Indago

Indago


CREDITS

GUP Author

GUP TEAM



Title

Indago

Publisher

editions77.fr

Format

Softcover / 170 x 224 mm / 80 pages

Price

€ 29

Click. Snap. Pop. They could be noises emitted from a camera – or from fallen branches cracking underfoot on a forest trail. Exploring Yurian Quintanas’ new photobook Indago, one can imagine the sounds synchronously as the photographer snaps his way through a dark forest.

The Spanish word indago means I track, or, trace, hunt. In his photobook, Quintanas lays out the evidence of a night-time forest probe in which it is not clear whether the photographer is hunting or being hunted, exploring or being tracked.
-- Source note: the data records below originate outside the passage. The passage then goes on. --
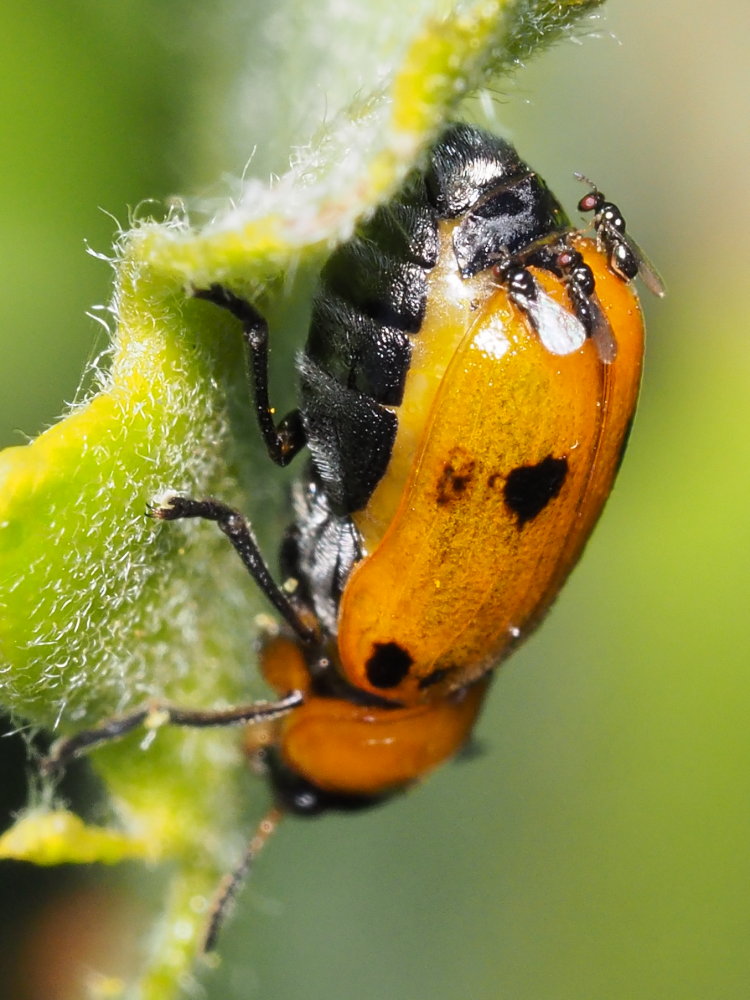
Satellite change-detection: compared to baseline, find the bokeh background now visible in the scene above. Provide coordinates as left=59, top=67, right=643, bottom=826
left=0, top=0, right=750, bottom=1000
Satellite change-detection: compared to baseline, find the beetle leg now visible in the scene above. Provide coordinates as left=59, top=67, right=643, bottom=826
left=149, top=496, right=315, bottom=642
left=42, top=691, right=304, bottom=774
left=193, top=285, right=307, bottom=466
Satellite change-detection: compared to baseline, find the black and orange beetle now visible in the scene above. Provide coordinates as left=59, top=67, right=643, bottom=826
left=50, top=125, right=663, bottom=944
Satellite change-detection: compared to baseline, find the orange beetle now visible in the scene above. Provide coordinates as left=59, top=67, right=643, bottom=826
left=50, top=125, right=663, bottom=936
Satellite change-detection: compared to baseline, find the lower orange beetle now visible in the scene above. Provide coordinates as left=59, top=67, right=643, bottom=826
left=48, top=125, right=663, bottom=938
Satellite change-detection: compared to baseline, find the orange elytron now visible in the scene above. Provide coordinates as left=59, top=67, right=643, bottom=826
left=51, top=125, right=663, bottom=944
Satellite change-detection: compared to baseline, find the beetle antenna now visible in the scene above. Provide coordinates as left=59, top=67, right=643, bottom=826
left=201, top=806, right=284, bottom=954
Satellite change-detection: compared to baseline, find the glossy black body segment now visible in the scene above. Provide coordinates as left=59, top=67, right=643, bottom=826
left=299, top=125, right=570, bottom=515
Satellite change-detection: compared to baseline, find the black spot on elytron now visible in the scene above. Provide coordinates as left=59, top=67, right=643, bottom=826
left=365, top=642, right=414, bottom=688
left=503, top=455, right=568, bottom=528
left=436, top=451, right=476, bottom=507
left=417, top=667, right=450, bottom=691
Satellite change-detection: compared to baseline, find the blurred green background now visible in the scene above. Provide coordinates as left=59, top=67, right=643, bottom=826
left=0, top=0, right=750, bottom=1000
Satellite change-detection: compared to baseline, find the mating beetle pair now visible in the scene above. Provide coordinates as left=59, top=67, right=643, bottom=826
left=50, top=125, right=663, bottom=944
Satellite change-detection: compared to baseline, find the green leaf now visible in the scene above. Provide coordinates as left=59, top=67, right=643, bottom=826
left=0, top=0, right=597, bottom=1000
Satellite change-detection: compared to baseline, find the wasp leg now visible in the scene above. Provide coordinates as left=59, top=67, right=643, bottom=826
left=42, top=691, right=304, bottom=774
left=193, top=285, right=307, bottom=466
left=149, top=495, right=315, bottom=642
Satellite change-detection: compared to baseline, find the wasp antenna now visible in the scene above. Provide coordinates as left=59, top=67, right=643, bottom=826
left=201, top=806, right=284, bottom=954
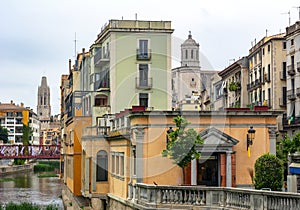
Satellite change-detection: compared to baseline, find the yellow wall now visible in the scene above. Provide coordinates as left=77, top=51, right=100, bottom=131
left=131, top=111, right=276, bottom=185
left=65, top=117, right=91, bottom=195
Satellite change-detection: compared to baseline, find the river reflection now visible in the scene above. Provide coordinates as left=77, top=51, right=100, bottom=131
left=0, top=172, right=64, bottom=209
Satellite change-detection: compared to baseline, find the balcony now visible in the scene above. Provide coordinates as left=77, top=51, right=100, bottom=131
left=280, top=71, right=286, bottom=80
left=247, top=79, right=262, bottom=91
left=279, top=97, right=286, bottom=107
left=297, top=62, right=300, bottom=72
left=287, top=90, right=296, bottom=101
left=136, top=49, right=151, bottom=60
left=296, top=87, right=300, bottom=97
left=82, top=126, right=109, bottom=139
left=126, top=183, right=300, bottom=210
left=288, top=65, right=296, bottom=76
left=94, top=80, right=110, bottom=91
left=282, top=114, right=300, bottom=127
left=135, top=77, right=152, bottom=89
left=94, top=50, right=110, bottom=67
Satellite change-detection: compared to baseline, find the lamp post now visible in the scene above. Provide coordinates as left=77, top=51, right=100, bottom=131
left=247, top=126, right=256, bottom=157
left=166, top=127, right=174, bottom=149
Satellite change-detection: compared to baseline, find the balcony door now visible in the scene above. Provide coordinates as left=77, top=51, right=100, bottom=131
left=139, top=39, right=148, bottom=58
left=139, top=64, right=149, bottom=87
left=197, top=153, right=219, bottom=186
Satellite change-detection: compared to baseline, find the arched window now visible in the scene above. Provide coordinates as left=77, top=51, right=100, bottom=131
left=96, top=150, right=108, bottom=182
left=95, top=94, right=108, bottom=106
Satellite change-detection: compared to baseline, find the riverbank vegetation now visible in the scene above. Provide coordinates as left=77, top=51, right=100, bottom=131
left=0, top=202, right=58, bottom=210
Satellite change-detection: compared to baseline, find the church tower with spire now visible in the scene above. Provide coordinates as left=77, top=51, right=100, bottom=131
left=172, top=31, right=215, bottom=110
left=37, top=76, right=51, bottom=124
left=181, top=31, right=200, bottom=67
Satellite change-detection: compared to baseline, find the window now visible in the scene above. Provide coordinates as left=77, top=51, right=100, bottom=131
left=268, top=88, right=271, bottom=106
left=282, top=87, right=286, bottom=105
left=291, top=55, right=295, bottom=70
left=282, top=62, right=286, bottom=79
left=139, top=93, right=149, bottom=107
left=111, top=153, right=116, bottom=174
left=268, top=64, right=271, bottom=81
left=95, top=95, right=107, bottom=106
left=139, top=64, right=149, bottom=87
left=132, top=146, right=136, bottom=175
left=96, top=150, right=108, bottom=181
left=16, top=112, right=23, bottom=117
left=116, top=154, right=120, bottom=174
left=282, top=41, right=286, bottom=50
left=138, top=39, right=149, bottom=59
left=120, top=153, right=124, bottom=176
left=6, top=112, right=14, bottom=117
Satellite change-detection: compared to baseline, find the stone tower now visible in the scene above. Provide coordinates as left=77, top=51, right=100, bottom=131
left=37, top=76, right=51, bottom=123
left=181, top=32, right=200, bottom=67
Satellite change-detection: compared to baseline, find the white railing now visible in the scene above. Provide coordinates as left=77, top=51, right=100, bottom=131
left=128, top=183, right=300, bottom=210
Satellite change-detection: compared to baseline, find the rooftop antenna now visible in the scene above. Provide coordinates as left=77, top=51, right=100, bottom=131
left=74, top=32, right=78, bottom=59
left=293, top=6, right=300, bottom=20
left=281, top=10, right=291, bottom=26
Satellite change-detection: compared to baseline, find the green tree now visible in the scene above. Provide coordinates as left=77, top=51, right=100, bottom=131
left=254, top=153, right=283, bottom=191
left=162, top=116, right=203, bottom=182
left=0, top=126, right=8, bottom=144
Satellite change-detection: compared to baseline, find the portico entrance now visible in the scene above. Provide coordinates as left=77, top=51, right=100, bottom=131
left=197, top=154, right=219, bottom=186
left=191, top=127, right=239, bottom=187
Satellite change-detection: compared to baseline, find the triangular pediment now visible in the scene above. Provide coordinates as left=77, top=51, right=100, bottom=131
left=199, top=127, right=239, bottom=147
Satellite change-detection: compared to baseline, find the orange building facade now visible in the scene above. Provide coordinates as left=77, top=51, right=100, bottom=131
left=81, top=108, right=280, bottom=207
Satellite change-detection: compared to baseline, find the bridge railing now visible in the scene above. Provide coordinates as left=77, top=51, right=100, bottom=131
left=128, top=183, right=300, bottom=210
left=0, top=144, right=60, bottom=159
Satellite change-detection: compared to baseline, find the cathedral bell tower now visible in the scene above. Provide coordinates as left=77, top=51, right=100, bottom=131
left=181, top=32, right=200, bottom=67
left=37, top=76, right=51, bottom=123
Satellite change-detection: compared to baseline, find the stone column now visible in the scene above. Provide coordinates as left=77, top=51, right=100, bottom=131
left=134, top=128, right=145, bottom=183
left=269, top=126, right=276, bottom=155
left=226, top=151, right=232, bottom=187
left=191, top=159, right=197, bottom=185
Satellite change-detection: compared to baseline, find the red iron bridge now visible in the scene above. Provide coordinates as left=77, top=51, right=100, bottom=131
left=0, top=144, right=60, bottom=159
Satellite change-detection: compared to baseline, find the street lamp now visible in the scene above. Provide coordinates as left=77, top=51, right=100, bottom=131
left=247, top=126, right=256, bottom=157
left=166, top=127, right=173, bottom=148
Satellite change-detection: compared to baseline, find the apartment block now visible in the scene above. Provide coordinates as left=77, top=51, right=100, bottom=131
left=247, top=33, right=287, bottom=111
left=215, top=57, right=248, bottom=110
left=282, top=21, right=300, bottom=135
left=90, top=20, right=173, bottom=116
left=0, top=101, right=39, bottom=144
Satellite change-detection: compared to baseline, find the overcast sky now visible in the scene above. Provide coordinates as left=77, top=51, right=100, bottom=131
left=0, top=0, right=300, bottom=114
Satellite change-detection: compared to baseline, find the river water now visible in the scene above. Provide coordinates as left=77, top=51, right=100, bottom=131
left=0, top=172, right=64, bottom=209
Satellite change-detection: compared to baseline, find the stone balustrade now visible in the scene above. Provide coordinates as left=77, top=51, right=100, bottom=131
left=128, top=183, right=300, bottom=210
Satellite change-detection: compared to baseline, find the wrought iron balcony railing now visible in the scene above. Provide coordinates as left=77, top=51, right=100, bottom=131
left=135, top=77, right=153, bottom=89
left=136, top=49, right=151, bottom=60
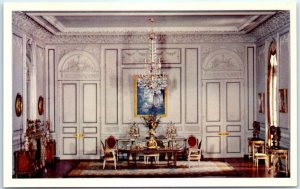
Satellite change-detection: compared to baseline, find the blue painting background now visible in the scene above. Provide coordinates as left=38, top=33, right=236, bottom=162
left=137, top=86, right=166, bottom=115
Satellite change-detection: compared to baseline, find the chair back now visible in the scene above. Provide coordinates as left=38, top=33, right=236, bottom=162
left=106, top=136, right=117, bottom=148
left=198, top=140, right=202, bottom=149
left=187, top=135, right=198, bottom=148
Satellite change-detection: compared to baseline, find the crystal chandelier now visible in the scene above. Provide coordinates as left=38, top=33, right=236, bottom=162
left=137, top=18, right=167, bottom=96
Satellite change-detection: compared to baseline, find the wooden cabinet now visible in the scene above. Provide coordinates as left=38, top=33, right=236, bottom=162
left=45, top=140, right=55, bottom=164
left=14, top=150, right=36, bottom=177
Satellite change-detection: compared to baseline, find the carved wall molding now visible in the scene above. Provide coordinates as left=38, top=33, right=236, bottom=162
left=12, top=11, right=53, bottom=41
left=201, top=44, right=245, bottom=61
left=12, top=11, right=290, bottom=44
left=56, top=45, right=101, bottom=61
left=58, top=50, right=100, bottom=80
left=202, top=49, right=244, bottom=79
left=122, top=48, right=181, bottom=64
left=45, top=32, right=256, bottom=44
left=250, top=11, right=290, bottom=40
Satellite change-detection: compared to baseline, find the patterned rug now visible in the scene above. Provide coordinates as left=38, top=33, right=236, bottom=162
left=65, top=161, right=239, bottom=178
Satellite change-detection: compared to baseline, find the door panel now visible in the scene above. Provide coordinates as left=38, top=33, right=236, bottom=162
left=82, top=83, right=97, bottom=123
left=62, top=83, right=77, bottom=123
left=206, top=82, right=220, bottom=122
left=80, top=81, right=100, bottom=159
left=59, top=81, right=100, bottom=159
left=202, top=80, right=244, bottom=158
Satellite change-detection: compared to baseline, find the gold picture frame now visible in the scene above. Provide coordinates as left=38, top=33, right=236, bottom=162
left=133, top=75, right=168, bottom=117
left=15, top=93, right=23, bottom=117
left=258, top=93, right=265, bottom=113
left=278, top=89, right=288, bottom=113
left=38, top=96, right=44, bottom=115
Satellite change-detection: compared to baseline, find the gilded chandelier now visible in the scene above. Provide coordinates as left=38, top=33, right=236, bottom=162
left=137, top=18, right=167, bottom=95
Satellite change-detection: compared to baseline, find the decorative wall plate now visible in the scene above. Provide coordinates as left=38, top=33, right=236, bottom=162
left=15, top=93, right=23, bottom=117
left=38, top=96, right=44, bottom=115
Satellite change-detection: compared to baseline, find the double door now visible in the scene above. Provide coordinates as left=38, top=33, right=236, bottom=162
left=57, top=81, right=100, bottom=159
left=202, top=80, right=245, bottom=158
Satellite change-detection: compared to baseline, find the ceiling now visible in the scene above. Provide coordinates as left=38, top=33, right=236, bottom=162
left=25, top=11, right=276, bottom=35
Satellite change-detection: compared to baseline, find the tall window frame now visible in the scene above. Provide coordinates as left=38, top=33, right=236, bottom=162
left=267, top=39, right=278, bottom=145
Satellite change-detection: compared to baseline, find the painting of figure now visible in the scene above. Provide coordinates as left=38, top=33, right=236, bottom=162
left=134, top=77, right=167, bottom=117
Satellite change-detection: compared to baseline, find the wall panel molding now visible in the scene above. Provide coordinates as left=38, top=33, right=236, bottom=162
left=185, top=48, right=199, bottom=124
left=104, top=49, right=118, bottom=125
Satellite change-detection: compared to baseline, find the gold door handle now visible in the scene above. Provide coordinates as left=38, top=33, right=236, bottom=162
left=74, top=133, right=84, bottom=138
left=219, top=132, right=229, bottom=136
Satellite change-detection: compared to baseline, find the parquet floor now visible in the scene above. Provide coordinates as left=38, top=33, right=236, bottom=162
left=36, top=158, right=285, bottom=178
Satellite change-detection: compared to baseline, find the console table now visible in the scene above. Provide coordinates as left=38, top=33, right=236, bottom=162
left=118, top=148, right=183, bottom=168
left=248, top=138, right=265, bottom=161
left=267, top=148, right=289, bottom=176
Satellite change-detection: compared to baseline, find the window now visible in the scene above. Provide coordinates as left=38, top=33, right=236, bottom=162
left=267, top=40, right=278, bottom=126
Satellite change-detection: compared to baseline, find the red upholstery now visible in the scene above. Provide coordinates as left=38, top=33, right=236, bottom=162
left=187, top=135, right=198, bottom=147
left=106, top=136, right=117, bottom=148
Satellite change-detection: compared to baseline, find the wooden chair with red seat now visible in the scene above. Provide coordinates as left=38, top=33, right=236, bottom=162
left=187, top=135, right=202, bottom=168
left=101, top=136, right=118, bottom=169
left=105, top=136, right=118, bottom=160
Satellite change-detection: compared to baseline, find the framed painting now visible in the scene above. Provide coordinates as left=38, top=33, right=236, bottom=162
left=15, top=93, right=23, bottom=117
left=38, top=96, right=44, bottom=115
left=134, top=76, right=168, bottom=117
left=258, top=93, right=265, bottom=113
left=279, top=89, right=288, bottom=113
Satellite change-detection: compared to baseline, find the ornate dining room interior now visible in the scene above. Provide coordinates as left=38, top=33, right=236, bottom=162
left=11, top=2, right=296, bottom=186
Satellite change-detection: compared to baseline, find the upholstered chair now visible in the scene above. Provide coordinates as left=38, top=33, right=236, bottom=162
left=187, top=135, right=202, bottom=168
left=101, top=141, right=117, bottom=169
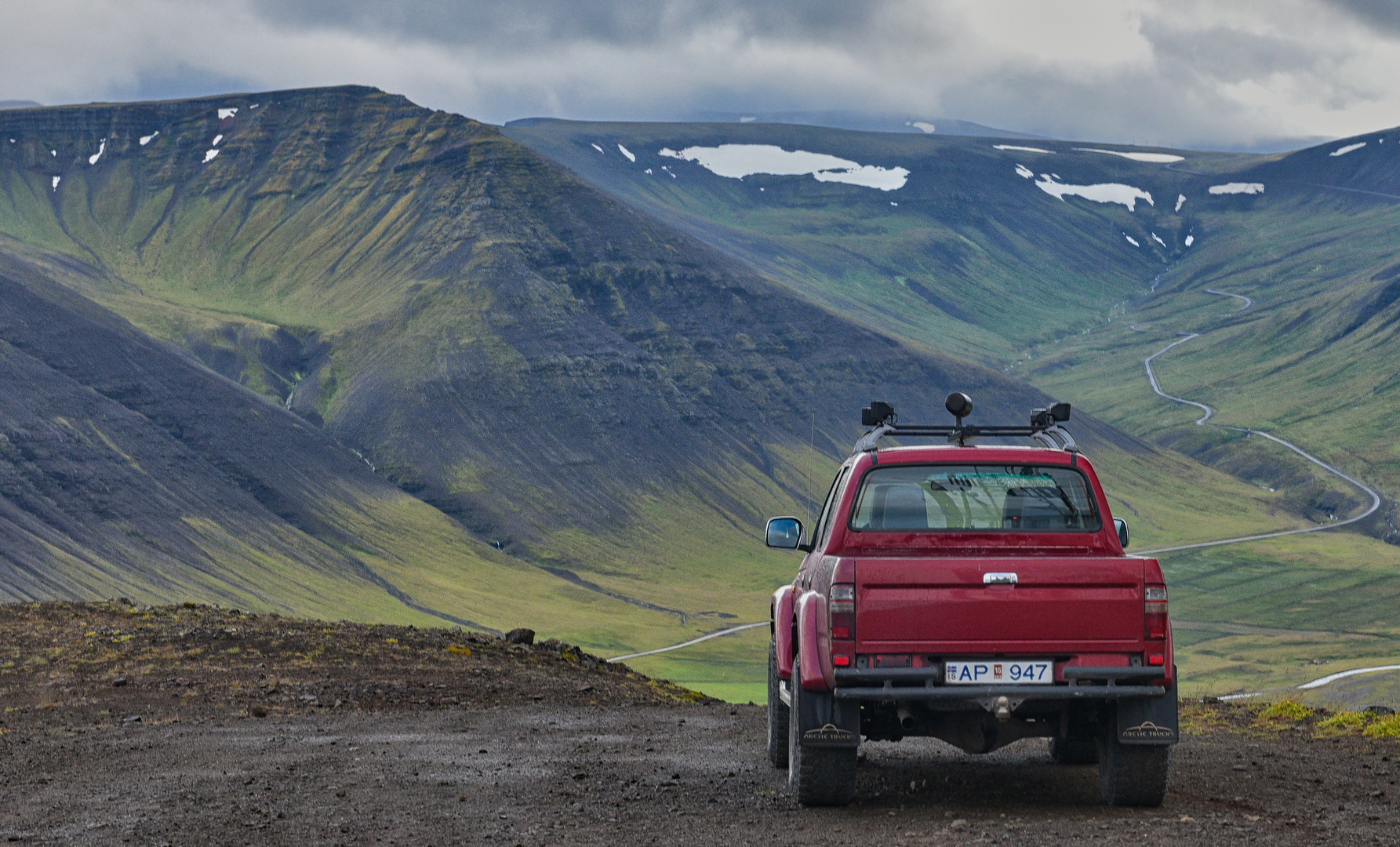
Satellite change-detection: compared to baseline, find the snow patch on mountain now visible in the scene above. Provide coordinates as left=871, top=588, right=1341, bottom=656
left=1036, top=173, right=1155, bottom=212
left=658, top=144, right=908, bottom=192
left=1205, top=182, right=1264, bottom=194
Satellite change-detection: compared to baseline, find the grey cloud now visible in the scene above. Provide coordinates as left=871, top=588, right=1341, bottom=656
left=246, top=0, right=892, bottom=49
left=1325, top=0, right=1400, bottom=35
left=0, top=0, right=1400, bottom=147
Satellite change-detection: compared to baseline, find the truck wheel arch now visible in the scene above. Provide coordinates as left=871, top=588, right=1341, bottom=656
left=792, top=591, right=836, bottom=692
left=769, top=585, right=797, bottom=679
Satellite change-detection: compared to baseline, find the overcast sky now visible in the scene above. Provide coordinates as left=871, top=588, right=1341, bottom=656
left=0, top=0, right=1400, bottom=147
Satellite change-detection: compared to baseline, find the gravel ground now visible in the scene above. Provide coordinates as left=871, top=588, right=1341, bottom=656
left=0, top=608, right=1400, bottom=847
left=0, top=704, right=1400, bottom=845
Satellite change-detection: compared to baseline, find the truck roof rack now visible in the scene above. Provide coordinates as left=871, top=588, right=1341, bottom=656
left=853, top=392, right=1079, bottom=453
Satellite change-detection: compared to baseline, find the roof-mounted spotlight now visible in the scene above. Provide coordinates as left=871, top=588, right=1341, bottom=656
left=944, top=391, right=972, bottom=427
left=1031, top=403, right=1070, bottom=428
left=856, top=391, right=1079, bottom=453
left=861, top=401, right=896, bottom=427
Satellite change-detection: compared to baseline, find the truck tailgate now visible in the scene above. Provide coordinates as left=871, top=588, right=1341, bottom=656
left=856, top=557, right=1143, bottom=655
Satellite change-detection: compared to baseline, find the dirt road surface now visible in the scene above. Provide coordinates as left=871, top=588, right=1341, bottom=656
left=0, top=602, right=1400, bottom=847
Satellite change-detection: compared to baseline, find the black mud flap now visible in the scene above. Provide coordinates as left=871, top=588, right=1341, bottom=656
left=1117, top=683, right=1182, bottom=745
left=792, top=683, right=861, bottom=747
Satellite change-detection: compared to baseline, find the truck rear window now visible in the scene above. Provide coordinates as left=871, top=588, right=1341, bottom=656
left=851, top=465, right=1100, bottom=532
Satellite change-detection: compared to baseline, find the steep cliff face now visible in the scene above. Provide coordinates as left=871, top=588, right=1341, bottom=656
left=0, top=88, right=1288, bottom=653
left=0, top=88, right=1081, bottom=554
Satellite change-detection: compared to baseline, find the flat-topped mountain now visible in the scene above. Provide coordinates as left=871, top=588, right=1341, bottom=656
left=0, top=87, right=1296, bottom=685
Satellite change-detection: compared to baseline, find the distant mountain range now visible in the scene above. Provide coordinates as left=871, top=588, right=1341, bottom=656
left=0, top=87, right=1400, bottom=694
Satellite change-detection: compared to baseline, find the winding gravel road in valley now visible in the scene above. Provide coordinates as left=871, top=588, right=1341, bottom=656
left=1141, top=289, right=1380, bottom=556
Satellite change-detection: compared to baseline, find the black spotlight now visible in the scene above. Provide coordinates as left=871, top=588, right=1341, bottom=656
left=861, top=401, right=895, bottom=427
left=944, top=391, right=972, bottom=427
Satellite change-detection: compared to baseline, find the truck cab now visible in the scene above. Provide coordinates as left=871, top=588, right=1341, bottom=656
left=767, top=394, right=1179, bottom=805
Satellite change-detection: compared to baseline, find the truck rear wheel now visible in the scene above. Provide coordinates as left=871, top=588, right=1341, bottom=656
left=769, top=638, right=790, bottom=767
left=788, top=646, right=856, bottom=806
left=1050, top=735, right=1099, bottom=765
left=1099, top=725, right=1172, bottom=806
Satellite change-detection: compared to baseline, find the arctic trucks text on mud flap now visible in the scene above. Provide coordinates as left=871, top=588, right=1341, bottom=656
left=767, top=394, right=1177, bottom=806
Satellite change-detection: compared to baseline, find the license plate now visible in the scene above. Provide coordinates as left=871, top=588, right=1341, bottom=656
left=944, top=660, right=1054, bottom=685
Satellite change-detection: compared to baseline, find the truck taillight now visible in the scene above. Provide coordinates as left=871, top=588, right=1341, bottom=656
left=1143, top=585, right=1166, bottom=642
left=826, top=585, right=856, bottom=642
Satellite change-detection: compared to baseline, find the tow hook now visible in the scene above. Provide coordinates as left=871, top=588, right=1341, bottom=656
left=991, top=696, right=1011, bottom=724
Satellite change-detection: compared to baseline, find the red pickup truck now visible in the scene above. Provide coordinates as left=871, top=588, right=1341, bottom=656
left=767, top=394, right=1177, bottom=806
Quintanas’ photographs are high-contrast black and white images of forest details that, when lit with flash (or flashlight), appear otherworldly and unfamiliar. He observes a slow, secret world of life and death in the wilderness, underscoring his own solitude. Tangles of monstrous overgrowth, fragments of ice over murky water, pitch black crevasses between masses of rock; these are simultaneously the raw compositions of nature and stuff of our minds’ nightmares.

The abundant use of black ink sinks us deep into the unsettling void of wilderness at night, tapping into ancient instincts that must negotiate invisible terrain for survival. Indago’s matte black cover is scattered with the canopy of night stars, perhaps from somewhere deep in the forest pictured inside the book. About halfway through the book, a centre foldout presents artefacts collected from the forest against a stark white background. A gnarled spine-like root, a single butterfly wing, a broken open fruit and the skeleton of a lizard are laid out on white like forensic specimens.

The book finishes with a quote by the nineteenth-century American writer Henry David Thoreau, famous for having eschewed city life to live with nature in his iconic account, Walden. Where Thoreau finds his essence reflected in an idyllic representation of nature, Quintanas peers into its unsettling darkness.